The military reminds us that we live in a “360 degree world”.   Remember to look up especially in urban environments. Criminals like to “perch” and do their surveillance from high ground like balconies and upper stories in a mall, knowing that most of us never look up!  The most important area to monitor in your 360 degree world is the blind spot just behind you from where most attacks are launched known as your “six o clock.”

As you casually scan your surroundings, your instincts will let you know if there is someone in your midst that warrants closer attention. Over 50 percent of communication is via body language. Shifting, darting eyes, fidgety, clenching hands and a shifting stance are some of the telltale signs of a suspicious demeanor. Fred Burton, a counter terrorism and corporate security expert with Stratfor Global Intelligence (www.stratfor.com) reminds us that even the most sophisticated criminals are not able to completely hide these and other telltale signs of someone trying to “fit in” while doing surveillance.  This is why Burton states that the best opportunity to identify and to react to a prospective problem is during the perpetrators surveillance phase, when there is still time to do so on our own terms.

It is best to avoid high-profile tourist destinations, any location that is iconic of American culture and five-star western hotels. Similarly, avoid any planned rallies, protests or large public gatherings. If you do travel regionally, be sure to use well-vetted ground transportation. Hotels with a high visibility security personnel presence are preferred. Regardless of you location, a hotel, business meeting, school or at an airport, always know where the primary and secondary exits are located.  If in a public place you hear gunfire or if police or military personal were to arrive in force you need to take cover immediately. If evacuating is your best option do so and drop anything that will slow you down. If instructed to evacuate with a group of people, try and position yourself in the middle of this group.

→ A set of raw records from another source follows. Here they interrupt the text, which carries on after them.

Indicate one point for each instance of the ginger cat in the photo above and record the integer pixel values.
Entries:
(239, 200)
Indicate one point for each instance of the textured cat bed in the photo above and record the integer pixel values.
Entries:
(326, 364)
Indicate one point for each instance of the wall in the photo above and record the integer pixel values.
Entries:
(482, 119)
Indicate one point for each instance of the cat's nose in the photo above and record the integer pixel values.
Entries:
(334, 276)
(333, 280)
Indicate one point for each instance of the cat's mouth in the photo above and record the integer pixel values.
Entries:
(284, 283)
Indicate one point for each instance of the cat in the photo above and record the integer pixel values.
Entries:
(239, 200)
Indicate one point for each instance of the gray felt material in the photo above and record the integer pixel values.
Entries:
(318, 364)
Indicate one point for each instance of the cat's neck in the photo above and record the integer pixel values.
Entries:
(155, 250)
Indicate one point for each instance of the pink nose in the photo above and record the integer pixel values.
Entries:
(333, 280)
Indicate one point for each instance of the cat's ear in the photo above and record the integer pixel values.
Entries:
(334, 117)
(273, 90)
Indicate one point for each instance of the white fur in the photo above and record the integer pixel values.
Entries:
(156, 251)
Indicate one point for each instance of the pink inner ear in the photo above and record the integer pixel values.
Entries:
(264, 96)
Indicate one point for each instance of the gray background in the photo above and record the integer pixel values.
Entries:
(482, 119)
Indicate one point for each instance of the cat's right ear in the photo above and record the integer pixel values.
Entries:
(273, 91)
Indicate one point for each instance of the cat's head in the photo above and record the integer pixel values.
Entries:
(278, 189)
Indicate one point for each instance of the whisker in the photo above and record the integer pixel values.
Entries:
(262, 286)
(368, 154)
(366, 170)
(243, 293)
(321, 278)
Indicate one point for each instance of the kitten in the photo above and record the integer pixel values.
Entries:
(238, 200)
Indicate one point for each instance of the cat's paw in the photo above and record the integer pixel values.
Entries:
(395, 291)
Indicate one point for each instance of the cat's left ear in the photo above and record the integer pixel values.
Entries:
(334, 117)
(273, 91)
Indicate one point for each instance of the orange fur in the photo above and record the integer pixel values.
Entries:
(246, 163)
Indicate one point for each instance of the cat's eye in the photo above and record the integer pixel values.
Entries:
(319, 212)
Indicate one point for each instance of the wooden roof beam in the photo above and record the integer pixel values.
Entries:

If the mind is our most powerful weapon, then our instincts are our ever-present guardian. No discussion on personal safety is complete without revisiting and reinforcing the topic of intuition and instincts. We often deem our instincts as silly or irrational, many of us not wanting to “cause a scene” or embarrass others or ourselves. In fact, many of us, who have good instincts and “Condition Yellow” mindsets, are often accused of being paranoid. Most often this accusation comes from someone who quite obviously lives in “Condition White”, hardly a credible source.

Gavin DeBecker, a world renowned safety expert, describes our intuition as “knowing without knowing why”.  Remember, it is okay to know something is amiss without staying around to find out why.  Honor your instincts, stick to your safety strategy, cover your six o’clock and enjoy your new destination.